Religion gives meaning to life and teaches people how to treat others, as well as themselves. It provides a sense of belonging and a purpose for living, offers guidance and moral teachings, and encourages participants to work for positive social change.

Religion also provides a way to deal with death, and what comes next. Most Religions believe in a supernatural agency that created the Universe and guides human lives. Religious practices include praying, attending worship services, reading holy texts, meditating and celebrating holidays throughout the year. Some religions allow their followers to show devotion through physical acts of worship, such as lighting candles and laying flowers on a shrine or altar.

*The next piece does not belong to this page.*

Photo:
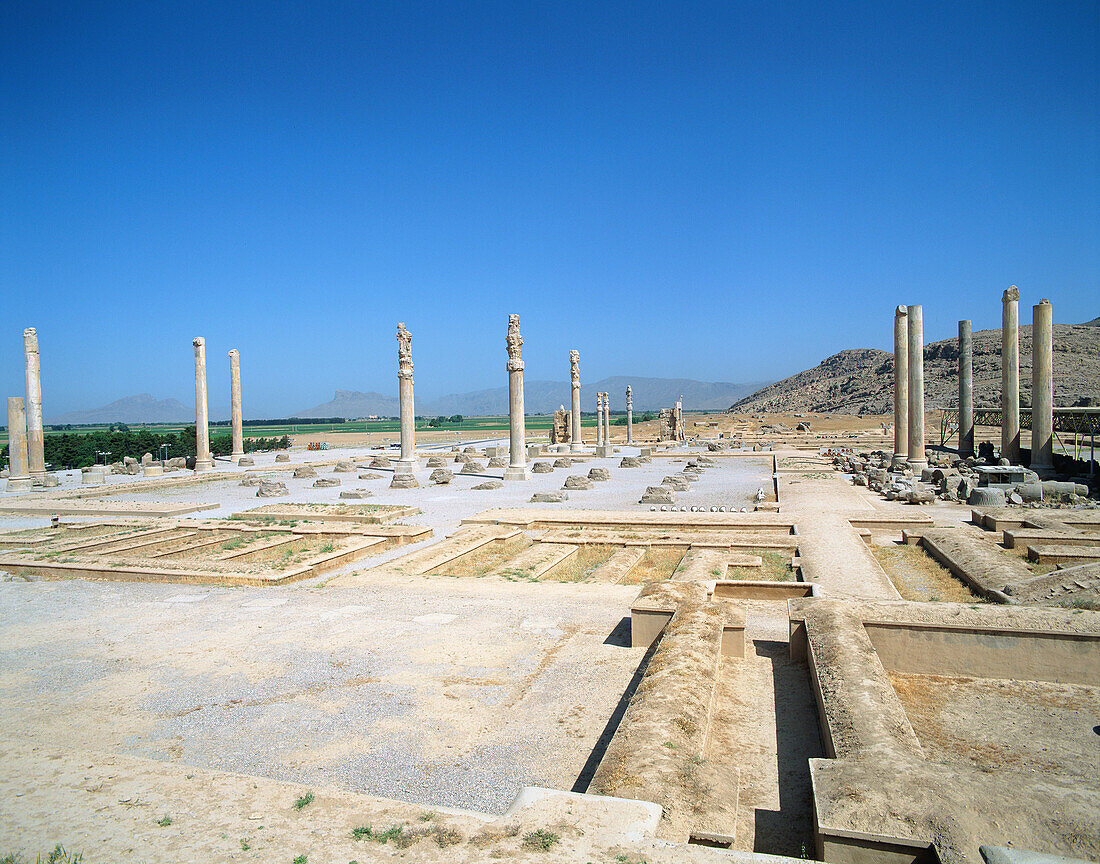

Religious beliefs and rituals can be deeply intense, involving crying, screaming or even entering a trancelike state. Some of these experiences may be transformative, while for many people they simply feel meaningful and moving.

For some scholars, the idea that religion names a social reality rather than an interior state has sounded revolutionary. But, for the most part, this approach has remained in the realm of theory. Most attempts to analyze the concept of religion fall into one of two categories:

Many are “monothetic” in that they operate with the classical view that every instance of a thing will have a defining property that accurately describes it. But the last several decades have seen an emergence of “polythetic” approaches, which reject this classical model and treat all instances of a thing as having a prototype structure.